THE Government's Work and Pensions Secretary Iain Duncan Smith has praised the CatZero project which is helping local young people into work.
As reported, CatZero is a unique training scheme that includes sailing on a 72ft ocean racing yacht and recently saw 14 people aged between 16 and 24 successfully graduate with all members getting jobs or going on to further education.
The programme was a controversial project when it was started up four years ago after NHS Hull spent £500,000 on a yacht to teach skills out at sea.
The national press and Prime Minister David Cameron, who at the time was leader of the opposition party, both criticised the move, but after overwhelming success the project was brought to both Immingham and Grimsby in the last year.

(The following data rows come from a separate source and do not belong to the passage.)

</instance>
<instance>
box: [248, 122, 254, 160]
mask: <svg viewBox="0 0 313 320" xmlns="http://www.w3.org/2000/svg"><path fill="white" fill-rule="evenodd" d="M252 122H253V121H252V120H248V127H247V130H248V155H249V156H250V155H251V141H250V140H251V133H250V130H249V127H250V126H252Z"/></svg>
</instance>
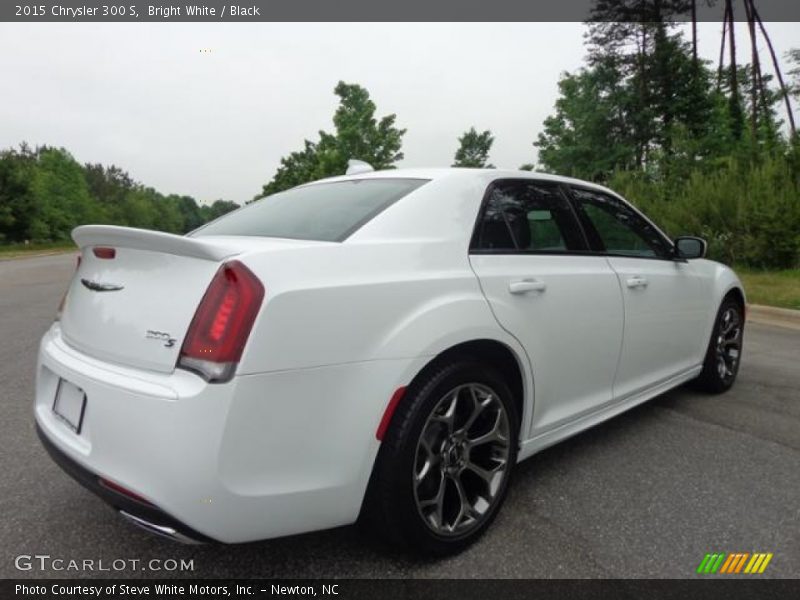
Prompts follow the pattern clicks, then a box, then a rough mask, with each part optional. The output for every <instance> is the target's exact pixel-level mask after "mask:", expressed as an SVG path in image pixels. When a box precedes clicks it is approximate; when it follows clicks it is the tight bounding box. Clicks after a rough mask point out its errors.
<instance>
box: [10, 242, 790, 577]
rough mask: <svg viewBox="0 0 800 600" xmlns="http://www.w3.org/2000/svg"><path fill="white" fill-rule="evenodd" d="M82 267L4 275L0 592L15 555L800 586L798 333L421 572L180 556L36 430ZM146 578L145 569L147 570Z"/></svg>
mask: <svg viewBox="0 0 800 600" xmlns="http://www.w3.org/2000/svg"><path fill="white" fill-rule="evenodd" d="M74 261H75V259H74V256H71V255H57V256H46V257H39V258H28V259H22V260H13V261H5V262H0V339H2V344H0V382H2V386H1V387H0V440H2V446H3V451H2V454H0V515H1V516H0V548H1V549H2V552H0V577H4V578H8V577H43V576H49V577H59V576H61V577H63V576H84V577H85V576H92V575H95V576H108V575H109V573H108V572H93V573H92V572H80V573H78V572H74V571H72V572H63V571H62V572H56V571H52V570H46V571H44V572H41V571H38V570H32V571H26V572H20V571H17V570H16V568H15V566H14V559H15V557H16V556H18V555H23V554H25V555H33V554H47V555H50V556H51V557H53V558H56V557H57V558H63V559H67V560H69V559H75V560H84V559H93V560H95V561H97V560H100V559H102V560H103V561H104V564H105V565H110V564H111V561H113V560H117V559H124V560H131V559H138V560H140V561H141V563H140V564H145V563H147V562H148V561H150V560H151V559H177V560H180V559H187V560H188V559H191V560H193V566H194V570H193V572H192V573H178V572H164V571H159V572H152V571H142V570H130V569H127V570H124V571H122V572H121V573H119V575H126V576H139V577H151V576H159V577H161V576H187V575H189V576H197V577H214V578H228V577H232V578H233V577H285V578H291V577H320V578H326V577H403V578H405V577H691V576H693V575H694V572H695V569H696V568H697V565H698V564H699V563H700V561H701V560H702V558H703V556H704V554H705V553H706V552H715V551H716V552H772V553H774V558H773V559H772V562H771V564H770V565H769V567H768V569H767V572H766V573H765V574H764V576H772V577H798V576H800V392H799V391H798V390H800V331H792V330H789V329H781V328H778V327H771V326H766V325H758V324H755V323H751V324H749V325H748V327H747V330H746V335H745V350H744V357H743V362H742V367H741V372H740V374H739V381H738V383H737V385H736V386H735V388H734V389H733V390H732V391H731V392H729V393H728V394H725V395H722V396H706V395H702V394H698V393H696V392H694V391H692V390H689V389H686V388H681V389H678V390H675V391H673V392H670V393H668V394H666V395H664V396H661V397H659V398H657V399H655V400H654V401H652V402H650V403H648V404H646V405H644V406H641V407H639V408H637V409H634V410H633V411H631V412H629V413H627V414H625V415H622V416H620V417H617V418H616V419H613V420H611V421H609V422H607V423H605V424H604V425H601V426H599V427H596V428H594V429H592V430H590V431H588V432H586V433H584V434H581V435H579V436H576V437H575V438H572V439H571V440H568V441H567V442H564V443H562V444H560V445H558V446H555V447H553V448H551V449H549V450H547V451H545V452H543V453H541V454H539V455H537V456H535V457H533V458H532V459H530V460H528V461H526V462H525V463H523V464H521V465H520V468H519V469H518V471H517V475H516V479H515V481H514V483H513V485H512V488H511V492H510V496H509V498H508V502H507V503H506V505H505V507H504V509H503V511H502V513H501V514H500V516H499V518H498V519H497V521H496V522H495V524H494V526H493V527H492V528H491V530H490V531H489V532H488V534H487V535H486V536H485V537H484V538H483V539H482V540H481V542H479V543H478V544H477V545H475V546H474V547H472V548H471V549H469V550H468V551H466V552H465V553H463V554H461V555H459V556H457V557H455V558H450V559H446V560H441V561H436V562H426V561H415V560H412V559H410V558H408V557H406V556H404V555H402V554H398V553H397V552H394V551H393V550H392V549H390V548H386V547H384V546H383V545H381V544H379V543H376V542H374V541H372V539H371V538H370V537H368V536H365V535H363V534H362V533H361V532H359V531H356V530H355V529H354V528H342V529H337V530H333V531H326V532H321V533H314V534H308V535H304V536H297V537H293V538H286V539H280V540H273V541H268V542H261V543H254V544H246V545H241V546H197V547H195V546H181V545H177V544H175V543H172V542H169V541H166V540H161V539H157V538H154V537H151V536H149V535H147V534H145V533H143V532H140V531H139V530H137V529H135V528H133V527H132V526H130V525H128V524H127V523H125V522H123V521H122V520H121V519H120V518H119V517H117V515H116V514H115V513H114V512H113V511H112V510H110V509H109V508H108V507H107V506H106V505H105V504H103V503H102V502H101V501H100V500H98V499H96V498H95V497H94V496H92V495H91V494H89V493H88V492H86V491H84V489H83V488H81V487H80V486H79V485H78V484H76V483H74V482H73V481H72V480H71V479H70V478H69V477H68V476H67V475H65V474H63V473H62V472H61V470H60V469H59V468H58V467H57V466H55V464H53V463H52V462H51V461H50V459H49V458H48V457H47V455H46V454H45V451H44V449H43V448H42V447H41V446H40V444H39V442H38V439H37V438H36V434H35V432H34V429H33V418H32V408H31V403H32V397H33V380H34V367H35V358H36V347H37V344H38V340H39V337H40V336H41V334H42V333H43V332H44V330H45V329H46V328H47V327H48V326H49V324H50V322H51V321H52V318H53V314H54V312H55V309H56V306H57V305H58V302H59V300H60V298H61V295H62V294H63V292H64V289H65V286H66V282H67V280H68V278H69V277H70V275H71V273H72V270H73V269H74ZM140 569H141V567H140Z"/></svg>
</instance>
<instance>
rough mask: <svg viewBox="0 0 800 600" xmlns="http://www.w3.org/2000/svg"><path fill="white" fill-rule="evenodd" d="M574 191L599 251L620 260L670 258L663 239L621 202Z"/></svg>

Mr Duncan Smith spoke to the team behind CatZero.
He said: "I love coming to projects like this, people have great ideas and we need to replicate them.
"If they are getting people ready for work, however it's being done, even by buying a yacht, then let a thousand flowers bloom.

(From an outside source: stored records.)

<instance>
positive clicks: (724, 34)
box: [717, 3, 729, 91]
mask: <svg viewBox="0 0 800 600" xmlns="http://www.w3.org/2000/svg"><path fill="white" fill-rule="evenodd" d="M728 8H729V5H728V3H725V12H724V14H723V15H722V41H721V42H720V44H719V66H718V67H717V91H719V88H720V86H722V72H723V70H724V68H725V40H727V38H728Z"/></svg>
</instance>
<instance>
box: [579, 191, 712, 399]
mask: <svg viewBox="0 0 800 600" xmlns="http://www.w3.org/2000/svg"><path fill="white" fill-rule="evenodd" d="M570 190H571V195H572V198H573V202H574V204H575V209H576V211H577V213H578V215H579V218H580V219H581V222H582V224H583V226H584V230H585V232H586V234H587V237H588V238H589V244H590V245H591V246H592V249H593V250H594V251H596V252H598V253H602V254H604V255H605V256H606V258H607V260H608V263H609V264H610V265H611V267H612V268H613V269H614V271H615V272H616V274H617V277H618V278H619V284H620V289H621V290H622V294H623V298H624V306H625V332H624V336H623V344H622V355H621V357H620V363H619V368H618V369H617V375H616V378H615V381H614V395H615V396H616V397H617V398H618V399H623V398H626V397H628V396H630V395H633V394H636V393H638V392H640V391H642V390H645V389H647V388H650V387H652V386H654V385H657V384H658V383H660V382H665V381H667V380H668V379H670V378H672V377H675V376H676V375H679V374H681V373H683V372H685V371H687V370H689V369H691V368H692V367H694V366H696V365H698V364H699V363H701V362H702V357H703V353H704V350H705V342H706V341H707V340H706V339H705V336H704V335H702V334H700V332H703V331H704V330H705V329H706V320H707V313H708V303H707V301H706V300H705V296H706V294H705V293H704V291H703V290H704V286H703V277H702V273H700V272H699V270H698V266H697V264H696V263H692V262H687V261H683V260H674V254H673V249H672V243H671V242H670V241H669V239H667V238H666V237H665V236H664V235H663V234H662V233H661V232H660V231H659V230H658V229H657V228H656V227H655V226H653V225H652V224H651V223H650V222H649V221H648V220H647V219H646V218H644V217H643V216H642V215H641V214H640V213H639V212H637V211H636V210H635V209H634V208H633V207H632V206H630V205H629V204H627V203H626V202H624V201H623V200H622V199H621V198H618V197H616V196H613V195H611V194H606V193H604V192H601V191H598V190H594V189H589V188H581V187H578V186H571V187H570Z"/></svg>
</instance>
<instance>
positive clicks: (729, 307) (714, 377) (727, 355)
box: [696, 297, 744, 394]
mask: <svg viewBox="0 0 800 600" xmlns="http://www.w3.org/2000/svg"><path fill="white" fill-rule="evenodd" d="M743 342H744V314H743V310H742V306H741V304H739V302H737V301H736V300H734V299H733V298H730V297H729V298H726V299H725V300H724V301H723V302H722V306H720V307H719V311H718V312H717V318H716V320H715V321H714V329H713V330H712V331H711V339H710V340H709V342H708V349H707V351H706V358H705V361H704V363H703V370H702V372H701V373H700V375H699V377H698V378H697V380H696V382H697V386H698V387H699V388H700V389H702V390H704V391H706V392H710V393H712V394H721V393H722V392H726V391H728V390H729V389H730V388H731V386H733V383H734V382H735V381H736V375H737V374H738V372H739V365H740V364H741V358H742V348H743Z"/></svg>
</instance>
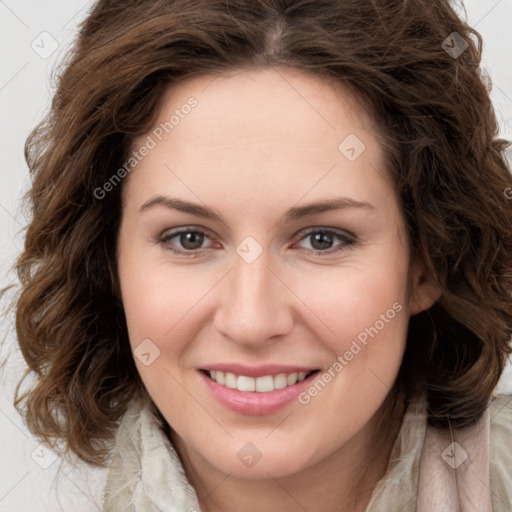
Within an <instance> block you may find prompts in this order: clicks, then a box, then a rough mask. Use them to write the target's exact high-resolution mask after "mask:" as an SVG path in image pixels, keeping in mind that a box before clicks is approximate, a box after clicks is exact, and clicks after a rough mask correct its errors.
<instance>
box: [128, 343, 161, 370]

"Sometimes the national press says something is a bad idea and everybody agrees, but I would invite David Cameron to come up here."
He also said he would like to see how CatZero could fit into the Government's Work Programme.
"It is difficult, but there are jobs out there," he said. "Sometimes the problem lies with young people who aren't capable of taking on those jobs, so programmes like this are incredibly important.
"Some kids have crashed out of the system, they're simply not at the stage where they are able to go to a job interview or even work at a computer.
"These are not big skills, they are life skills, and if someone is lacking in confidence to read or cannot write, nobody will take them on. These things need to be resolved early on."
During his visit, Mr Duncan Smith, the former leader of the Conservative Party, met those who have found work or gone onto further education after completing the course.
Plastering student Phil Robbins, 17, of Guildford Street, Grimsby, said: "I spoke to Mr Duncan Smith about how far I had come in my life since I moved from Hull to Grimsby and went on the course.
"I wasn't nervous or worried about speaking to him because I got my confidence back due to being on CatZero.
"I was representing all the people from Grimsby who were on the course.
"CatZero has made a huge difference to me.
"I am now studying plastering at the Grimsby Institute and I really like it.
"Meeting Mr Duncan Smith was a new experience and it was good to talk to someone as important as him."